Lo anterior se debe a que la acción constitucional contra providencia judicial no puede ser considerada como una tercera instancia que se emplee, por ejemplo, para revivir términos, interpretaciones o valoraciones probatorias que son propias del juez natural…”. Lo anterior, debido al carácter excepcional que tiene la acción tutela cuando se dirige contra providencias judiciales, en virtud del cual, el juez constitucional no está legitimado “para estudiar de oficio todas las etapas y cualquiera de los componentes de la litis”[104], pues ello implicaría transgredir principios como el de la cosa juzgada y la seguridad jurídica […]”[105].
Asimismo, la Sección Cuarta de esta corporación judicial[106] se ha pronunciado respecto del deber de cumplir con la carga argumentativa, cuando se pretenda controvertir una providencia judicial. Es de mencionar que, de conformidad con la sentencia de 21 de junio de 2018, “[…] no es competencia del juez de tutela realizar una revisión in integrum de las providencias judiciales, pues ello conduciría a desplazar a los jueces naturales de la causa, y finalmente, convertir la acción de tutela en una instancia adicional a las que establece la ley […]”[107].

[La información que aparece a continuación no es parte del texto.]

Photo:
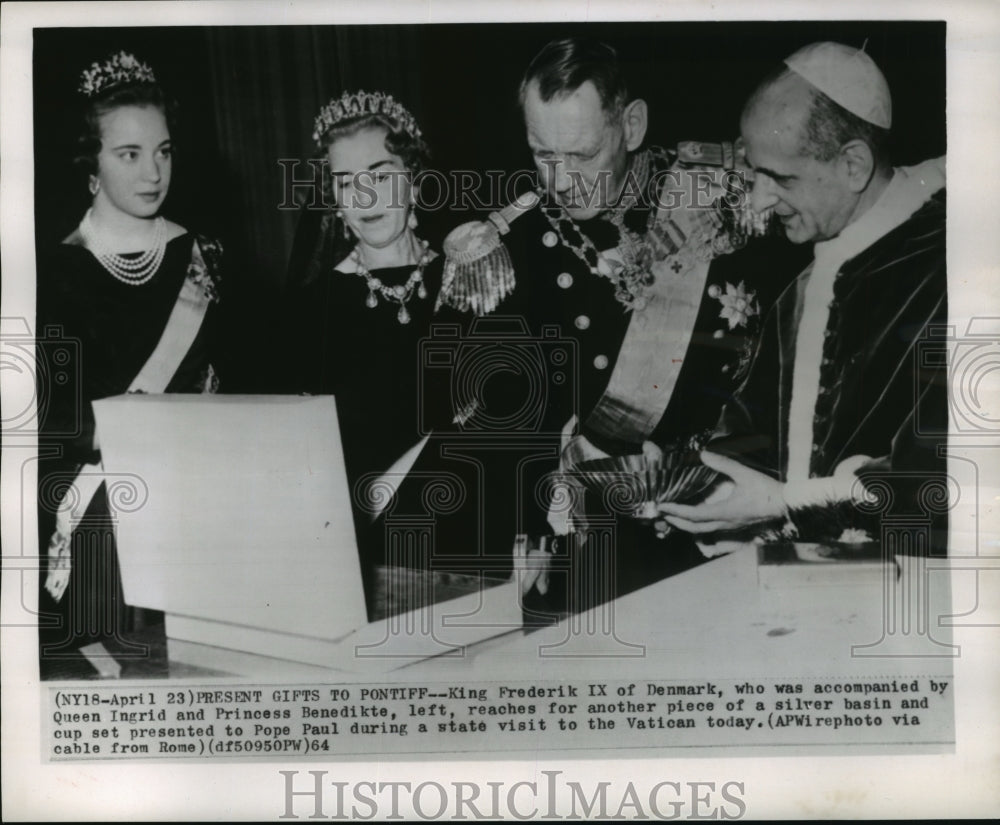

(Negrillas de la Sala) Cabe resaltar que la acción de tutela no puede ser un mecanismo ideado con el fin de pretender ventilar pretensiones que busquen la concepción de una tercera instancia procesal; pues, sin lugar a dudas, ello atentaría contra los principios de la seguridad jurídica, la cosa juzgada y, no menos importante, la autonomía funcional de los jueces[108].
En conclusión, las autoridades judiciales accionadas, no incurrieron en el presunto defecto material o sustantivo, en el supuesto desconocimiento del precedente jurisprudencial, en el aparente defecto fáctico y, mucho menos, en la posible violación directa de la Constitución Política que se acusan en la demanda de tutela, al interior de la causa ordinaria con radicación No. 15001-33-33-013-2015-00162-01[109]; y por ende, tampoco es dable afirmar y aseverar la vulneración de los derechos constitucionales fundamentales a que se refiere la parte actora, en su solicitud de amparo impetrada.
En ese orden de ideas, esta Sala de Decisión confirmará la providencia impugnada que denegó el amparo tutelar pretendido respecto del presunto defecto material o sustantivo y del supuesto desconocimiento del precedente jurisprudencial pero, así mismo, la modificará en el sentido de declarar improcedente la aparente configuración del defecto fáctico y la posible violación directa de la Constitución Política, en atención al incumplimiento de la carga argumentativa necesaria y exigida para efectos de cuestionar los proveídos judiciales, como en efecto se dispondrá en la parte resolutiva de la presente sentencia de tutela.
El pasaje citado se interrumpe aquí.